In 1848 our demagogue published his most incendiary work-“The Communist Manifesto.”  1848 was the year of revolutions throughout Europe.  France was the first to revolt, next a loose confederation of states in Germany followed suit.  Then the Austro-Hungarian Empire fell into flames, and eventually the revolution spread as far south as the Papal States in Rome.  It appeared as though the age of monarchies was coming to an end.
Most Americans have probably never even heard of these revolutions, and that’s because in the end they all just petered out.  But for the age of men at the time this meant progress, it made men like Marx bold and brash.  He was sure change was coming to the world, and he wanted the communists to be at the forefront of it.
And therein lies two important things to know about Communism.  Firstly, Marx and his followers believed that the workers from all over the world would join in their revolution, because it was a human struggle, it was every man’s struggle.  Secondly, because of that Marx called for a violent revolution in every country in his Manifesto.  He called for a violent, worldwide revolution, and he expected it to happen.
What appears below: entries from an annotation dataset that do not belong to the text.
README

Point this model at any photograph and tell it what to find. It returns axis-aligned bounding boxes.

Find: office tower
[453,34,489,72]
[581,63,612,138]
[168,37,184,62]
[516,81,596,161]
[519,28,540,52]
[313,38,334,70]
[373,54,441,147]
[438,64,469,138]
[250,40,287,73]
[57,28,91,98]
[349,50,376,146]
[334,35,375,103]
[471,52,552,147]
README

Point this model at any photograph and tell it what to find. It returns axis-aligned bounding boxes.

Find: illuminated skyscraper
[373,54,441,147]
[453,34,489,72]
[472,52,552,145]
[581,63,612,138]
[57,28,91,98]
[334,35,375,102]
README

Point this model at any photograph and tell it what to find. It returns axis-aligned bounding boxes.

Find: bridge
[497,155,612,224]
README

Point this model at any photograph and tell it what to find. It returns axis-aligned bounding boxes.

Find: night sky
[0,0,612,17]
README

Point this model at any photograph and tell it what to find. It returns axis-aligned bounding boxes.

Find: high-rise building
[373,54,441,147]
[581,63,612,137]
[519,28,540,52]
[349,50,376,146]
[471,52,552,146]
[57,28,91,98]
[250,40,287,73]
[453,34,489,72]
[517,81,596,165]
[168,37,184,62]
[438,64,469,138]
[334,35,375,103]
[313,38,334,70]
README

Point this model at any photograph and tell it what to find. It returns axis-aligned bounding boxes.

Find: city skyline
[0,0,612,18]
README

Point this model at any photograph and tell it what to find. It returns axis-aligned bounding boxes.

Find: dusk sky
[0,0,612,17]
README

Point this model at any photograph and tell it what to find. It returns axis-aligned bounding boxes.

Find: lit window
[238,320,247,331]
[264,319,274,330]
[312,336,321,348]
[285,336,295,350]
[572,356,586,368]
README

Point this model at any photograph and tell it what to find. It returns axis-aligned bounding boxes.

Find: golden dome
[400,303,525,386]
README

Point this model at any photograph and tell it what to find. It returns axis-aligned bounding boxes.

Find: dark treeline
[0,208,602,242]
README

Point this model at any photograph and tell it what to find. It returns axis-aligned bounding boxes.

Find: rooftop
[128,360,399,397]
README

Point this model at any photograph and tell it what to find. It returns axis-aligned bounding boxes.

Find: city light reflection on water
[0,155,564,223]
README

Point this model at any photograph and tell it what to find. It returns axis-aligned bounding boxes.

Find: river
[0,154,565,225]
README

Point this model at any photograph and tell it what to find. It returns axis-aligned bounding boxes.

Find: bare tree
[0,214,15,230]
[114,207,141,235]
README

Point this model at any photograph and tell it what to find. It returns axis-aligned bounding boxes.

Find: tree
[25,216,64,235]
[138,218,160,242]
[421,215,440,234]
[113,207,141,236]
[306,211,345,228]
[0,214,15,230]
This terrified industrialized countries.  Marx had just called on the entire class of proletariats to revolt and to do it violently.  Marx made a huge gamble.  He thought he could instigate insurrections throughout the rest of Europe, but instead, as peace was restored, he found Europe turning a hostile eye towards Marxism.  Communists had been labeled, and they had been labeled the enemy.  And it would be this label that would feed the fascist movements nearly 100 years later.

Marx was right, a specter was haunting Europe, and war and change were coming.